As the life span of red blood cells nears their end, 10 is degraded by heme oxygenase, which oxidizes and subsequently cleaves 10 at an interpyrrolic position, preferably at the α-position,³⁰ to form biliverdin IX-α 8 (Fig. 2), a hydrophilic, blue-green bilatriene pigment. Carbon monoxide and Fe(II) are released as side products, and the iron is recycled for heme production. Compound 8 is responsible for the blue-green coloration in the eggshells of many birds.^30,31 As ring opening can occur at any of the interpyrrolic positions in heme, four biliverdin isomers can be formed: biliverdin-IX α, β, δ, and γ (Fig. 2 (8) and 3 (12–14)). Biliverdin is immediately reduced at another interpyrrolic position to the hydrophobic yellow pigment, bilirubin IX-α (9, Fig. 2), a biladiene, by the enzyme biliverdin reductase, which is present in all tissues but most active in the liver and spleen.³² Bilirubin is later conjugated with glucuronic acid and excreted in bile.^16,33,34

Protoporphyrin IX

Protoporphyrin IX (6, Fig. 2) is a major precursor of chlorophyll and the immediate precursor of heme biosynthesis. The compound bears two carboxylic acid groups and is liable to oxidation.^4,17

Protoporphyrin IX and biliverdin in the fossil record. As the major pigments responsible for eggshell color,^31,35 protoporphyrin IX (6) and biliverdin (8) were detected in several extinct avian species using both destructive and nondestructive techniques. Samples were analyzed after extraction from subfossil upland moa eggshell fragments from New Zealand using HPLC-ESI ion trap mass spectrometry,³⁶ and nondestructively using Raman spectroscopy confirmed by micro-time-of-flight-ESI-MS (micro-TOF-ESI-MS).³⁷ Furthermore, the protoporphyrin IX (6) and biliverdin (8) were identified from dark gray to slightly greenish colored fossil eggshells of the oviraptorid dinosaur Heyuannia huangi (Fig. 5) from the Upper Cretaceous deposits (66 million years old) in eastern and southern China using HPLC-ESI-MS and qTOF-MS, confirmed by similar retention times and exact mass to those of standard samples, whereas the peaks were not found in samples from the surrounding sediment.³⁸

Fig. 5 Clutch of fossil oviraptorid dinosaur eggs from Upper Cretaceous sediments of southern China. Protoporphyrin IX (6) and biliverdin (8) were identified from these fossils using HPLC-ESI-MS and qTOF-MS, and confirmed by similar retention times and exact mass to those of standard samples, whereas these peaks were not found in samples from the surrounding sediment.³⁸ Photo by Tzu-Ruei Yang, National Museum of Natural Science, Taiwan.

Chlorophylls

Chlorophylls are natural pigments found in higher plants, photosynthetic algae, and cyanobacteria. They are classified as chlorophylls (Fig. 6), bacteriochlorophylls, and Chlorobium chlorophylls (Fig. 7). The magnesium(II) complexes derived from phorbin include chlorophyll a (15), chlorophyll b (16), chlorophyll c₁ (19), chlorophyll c₂ (20), chlorophyll c₃ (21), chlorophyll d (17), chlorophyll f (18),^14,39 and the bacteriochlorophylls 22–28, all of which feature a 5-membered carbocyclic ring fused to ring C of the porphyrin core structure (Fig. 6 and 7).

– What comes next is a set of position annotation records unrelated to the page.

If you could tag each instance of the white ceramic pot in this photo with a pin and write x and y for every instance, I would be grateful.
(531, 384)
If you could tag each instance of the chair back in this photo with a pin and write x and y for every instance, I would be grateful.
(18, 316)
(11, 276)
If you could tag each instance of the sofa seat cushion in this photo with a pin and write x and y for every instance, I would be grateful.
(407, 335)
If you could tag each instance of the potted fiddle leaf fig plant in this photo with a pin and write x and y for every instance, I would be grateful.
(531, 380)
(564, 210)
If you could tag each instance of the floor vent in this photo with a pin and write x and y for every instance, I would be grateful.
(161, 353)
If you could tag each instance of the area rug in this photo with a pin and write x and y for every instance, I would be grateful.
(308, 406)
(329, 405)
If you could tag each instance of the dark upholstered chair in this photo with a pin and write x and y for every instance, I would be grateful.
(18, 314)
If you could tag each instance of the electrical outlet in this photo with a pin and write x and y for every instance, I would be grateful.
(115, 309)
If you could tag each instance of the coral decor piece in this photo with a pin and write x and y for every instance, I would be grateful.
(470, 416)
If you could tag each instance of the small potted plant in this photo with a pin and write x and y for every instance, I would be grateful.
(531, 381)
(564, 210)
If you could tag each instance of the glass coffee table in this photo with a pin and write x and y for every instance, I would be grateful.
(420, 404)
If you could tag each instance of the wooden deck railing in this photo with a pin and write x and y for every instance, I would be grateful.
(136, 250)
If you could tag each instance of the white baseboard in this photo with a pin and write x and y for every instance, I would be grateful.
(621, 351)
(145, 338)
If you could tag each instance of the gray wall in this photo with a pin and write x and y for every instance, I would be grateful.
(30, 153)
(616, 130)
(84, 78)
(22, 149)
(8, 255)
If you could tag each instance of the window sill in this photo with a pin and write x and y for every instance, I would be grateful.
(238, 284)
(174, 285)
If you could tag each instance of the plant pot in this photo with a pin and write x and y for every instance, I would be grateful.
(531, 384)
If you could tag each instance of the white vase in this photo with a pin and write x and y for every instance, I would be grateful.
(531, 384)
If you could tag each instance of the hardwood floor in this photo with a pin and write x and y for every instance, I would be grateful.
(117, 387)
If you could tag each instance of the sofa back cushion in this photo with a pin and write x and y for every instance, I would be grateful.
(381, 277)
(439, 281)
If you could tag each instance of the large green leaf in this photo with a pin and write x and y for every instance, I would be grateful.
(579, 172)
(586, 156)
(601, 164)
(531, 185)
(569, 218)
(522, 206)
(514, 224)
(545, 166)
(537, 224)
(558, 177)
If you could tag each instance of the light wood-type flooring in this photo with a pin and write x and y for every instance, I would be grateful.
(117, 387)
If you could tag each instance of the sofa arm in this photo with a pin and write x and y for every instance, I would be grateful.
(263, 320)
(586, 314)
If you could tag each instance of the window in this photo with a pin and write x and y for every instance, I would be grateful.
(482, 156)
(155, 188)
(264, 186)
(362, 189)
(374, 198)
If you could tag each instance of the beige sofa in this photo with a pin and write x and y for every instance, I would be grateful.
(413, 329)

Fig. 6 Structures of the known chlorophylls.

Fig. 7 Structures of bacteriochlorophylls and Chlorobium chlorophylls.

Chlorophyll a (15) is the major pigment involved in the photosynthesis in higher plants, algae, and cyanobacteria. Chlorophyll b (16) is typically present together with 15 at a ratio of 1 : 3.⁴ The prominent chlorophylls in photosynthetic bacteria and algae are 19–21, whereby the red-shifted chlorophylls d (17) and f (18) are only present in some cyanobacteria.^40–43 Bacteriochlorophylls are found in anaerobic bacteria,^43,44 most of which are depicted in Fig. 7. They differ in the parent structure from which they are derived. Compound 22 is the most abundant, while 24–28 are only found naturally in green bacteria such as Chlorobium and Chloropseudomonas and are sometimes separately classified as Chlorobium chlorophylls.⁴⁵

Degradation products of chlorophylls

Chlorophyll metabolites with intact macrocycle. In vivo, chlorophylls are enzymatically degraded by chlorophyllase which is present in all photosynthetic tissues. Ester hydrolysis occurs, forming chlorophyllide a (33) and chlorophyllide b (34) from chlorophyll a (15) and chlorophyll b (16), respectively. Chlorophyllides are green in color and are more hydrophilic than their parent chlorophylls because the hydrophobic long-chain phytol is removed. A magnesium-dechelating enzyme (Mg dechelatase) leads to demetallation, forming pheophorbide a (35) and pheophorbide b (36), which are blue or dark brown to black in color. Additionally, the brown-colored pheophytin a (29) and pheophytin b (30) can be formed if magnesium dechelatase acts directly on 15 or 16. These metabolites are commonly formed during senescence of leaves in the autumn and winter months or as by-products during the extraction process.^46–48 Heat results in formation of pyropheophorbide a (38) and pyropheophorbide b (39), pyropheophytin a (31), and pyropheophytin b (32).⁴³ The structures of chlorophyll metabolites bearing an intact phorbin ring are shown in Fig. 8.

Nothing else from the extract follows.